Landing Nets for Anglers
Use a landing net to hold a fish you just caught with your fishing rod. Usually these nets look similar to a basketball hoop net, except one end is closed. Landing nets have short handles and the netting is made from nylon or wool to ensure durability and strength. Their size limits their usefulness to merely holding your catch securely while removing the hook prior to either releasing the fish or transferring it to your storage bucket or chest.
Dip Nets for Fishermen Catching Fish without Rods or Crabbing
A dip net is a larger version of a landing net. It has a long handle, and the net opening is larger. Depending on the size of the fish you are trying to catch or the other kinds of marine life you are after, you might actually have a net made from such strong mesh--often aluminum or knotless nylon--that it is more a stiff basket than a soft nylon net. You use a dip net when seeking to catch fish that swim close to the water's surface, such as salmon, or when scooping crabs from shallow waters.
Cast Nets for Securing Bigger Catches
Throwing a cast net by hand is a bit of an art, but you can learn how to do it when watching pros in action. A cast net is little more than a circular nylon mesh with a reinforced edge to which weights are attached. Cast the net into the water so it expands to its full circumference. As it gradually sinks to the bottom of the body of water in which you are casting, the net traps marine life. Once the net has reached the bottom, haul it on board and separate the fish you want to keep from those you don't.

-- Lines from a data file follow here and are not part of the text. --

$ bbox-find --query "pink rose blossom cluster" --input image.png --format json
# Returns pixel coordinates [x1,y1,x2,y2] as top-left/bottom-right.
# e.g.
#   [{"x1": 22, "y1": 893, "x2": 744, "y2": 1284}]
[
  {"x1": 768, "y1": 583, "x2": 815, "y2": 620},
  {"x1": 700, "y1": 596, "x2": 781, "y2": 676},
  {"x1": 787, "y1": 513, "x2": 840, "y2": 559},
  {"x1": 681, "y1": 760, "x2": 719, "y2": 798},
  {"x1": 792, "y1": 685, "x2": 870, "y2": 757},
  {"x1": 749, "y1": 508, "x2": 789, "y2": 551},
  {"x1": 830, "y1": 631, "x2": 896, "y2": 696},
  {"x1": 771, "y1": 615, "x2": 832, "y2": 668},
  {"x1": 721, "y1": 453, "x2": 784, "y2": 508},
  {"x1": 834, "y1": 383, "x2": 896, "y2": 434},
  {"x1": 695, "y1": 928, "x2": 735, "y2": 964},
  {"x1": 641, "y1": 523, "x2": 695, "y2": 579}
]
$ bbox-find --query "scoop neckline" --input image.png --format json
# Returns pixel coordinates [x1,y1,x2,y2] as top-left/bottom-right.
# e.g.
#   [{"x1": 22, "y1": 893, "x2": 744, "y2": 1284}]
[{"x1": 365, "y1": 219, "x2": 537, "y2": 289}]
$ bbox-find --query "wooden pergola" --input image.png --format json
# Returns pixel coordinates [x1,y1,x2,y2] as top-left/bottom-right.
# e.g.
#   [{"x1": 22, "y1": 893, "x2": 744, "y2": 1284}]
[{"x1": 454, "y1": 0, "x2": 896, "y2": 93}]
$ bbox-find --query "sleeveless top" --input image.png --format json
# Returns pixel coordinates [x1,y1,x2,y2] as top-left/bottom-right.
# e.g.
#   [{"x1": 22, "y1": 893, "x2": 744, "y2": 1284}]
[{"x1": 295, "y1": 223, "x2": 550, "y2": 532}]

Tourist fishing boat operators often use cast nets close to shore to replenish their supply of bait fish before taking clients out to sea for deep sea fishing.
Trawls for Commercial Applications
Hooked to commercial boats known as trawlers, trawls act like a scoop that gently extends behind the boat towing it. As the net expands, it scoops up the fish. When full, the trawl is reeled back on board. Sometimes this form of commercial fishing is done by two boats, which attach a trawl in between them.
Professionals reduce the collection of undesired fish by confining this method to areas where the target species is dominant in the waters. Critics of this method assert that deep water trawling potentially destroys coral reefs.